FSB survey shows many small firms are looking to cut numbers.
The Federation of Small Businesses Voice of Small Business Index for the first quarter of 2011 has shown that small businesses’ employment intentions have weakened even though business confidence has improved since the end of 2010.
At the end of 2010, a balance of -2.5% of businesses thought they would have to make cuts to their employment levels. However, -6.5% actually decreased headcount during the quarter – showing that businesses are having to make tough decisions.
This comes as unemployment figures show both female and youth unemployment rose while the overall unemployment figure fell to 2.48 million in the three months to February. However, looking ahead to the next three months, businesses paint a more encouraging picture with fewer members reporting that they will decrease their headcount.
The FSB has called on the government to help businesses by extending the National Insurance Contributions holiday to the very smallest businesses. This would help small firms to take on staff – especially in those areas reliant on the public sector where unemployment is likely to rise further.
Small business confidence, which the Small Business Index measures, rose for the first time to +6.7% in the first quarter, after falling in each quarter in 2010. This perhaps indicates that the economy will return to growth when GDP figures are released at the end of the month, so avoiding a technical recession. In total 36% of small firms expect overall business performance to improve in the next three months.

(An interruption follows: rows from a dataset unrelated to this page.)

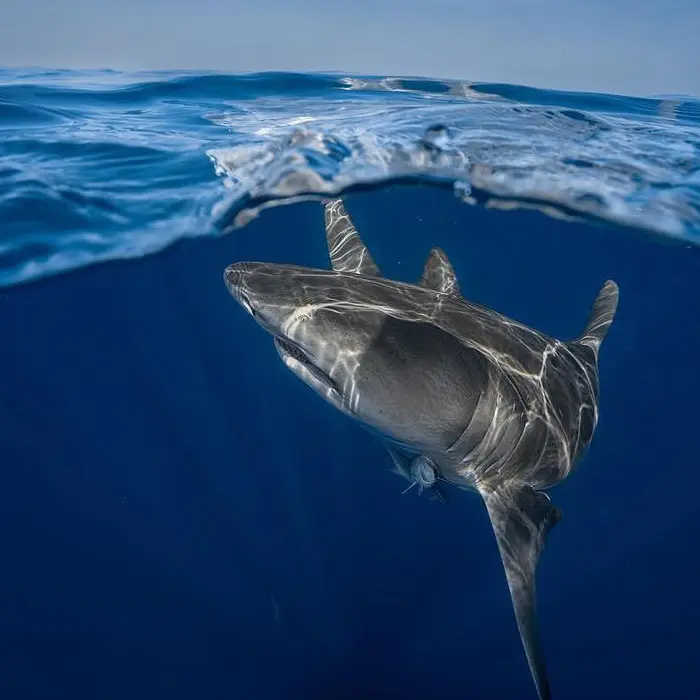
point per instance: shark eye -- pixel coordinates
(245, 302)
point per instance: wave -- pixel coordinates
(98, 165)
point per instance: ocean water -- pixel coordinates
(181, 517)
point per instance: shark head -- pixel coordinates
(365, 343)
(319, 324)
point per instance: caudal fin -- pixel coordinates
(521, 519)
(601, 317)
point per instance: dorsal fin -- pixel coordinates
(347, 251)
(521, 519)
(601, 317)
(438, 273)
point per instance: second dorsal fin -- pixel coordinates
(345, 247)
(438, 273)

However, across the UK, business confidence is weakest in those areas heavily dependent on the public sector. Small firms in Northern Ireland are least confident at 25% and Wales is second lowest at -11%. This gives further clout to the need to extend the NICs holiday.
FSB national chairman John Walker said: “The fact that more small businesses had to lose staff in this quarter than they anticipated is a worry, especially as female and youth unemployment both edge towards a million. If the government truly wants the private sector to pick up the slack that its austerity measures create, small businesses need a helping hand."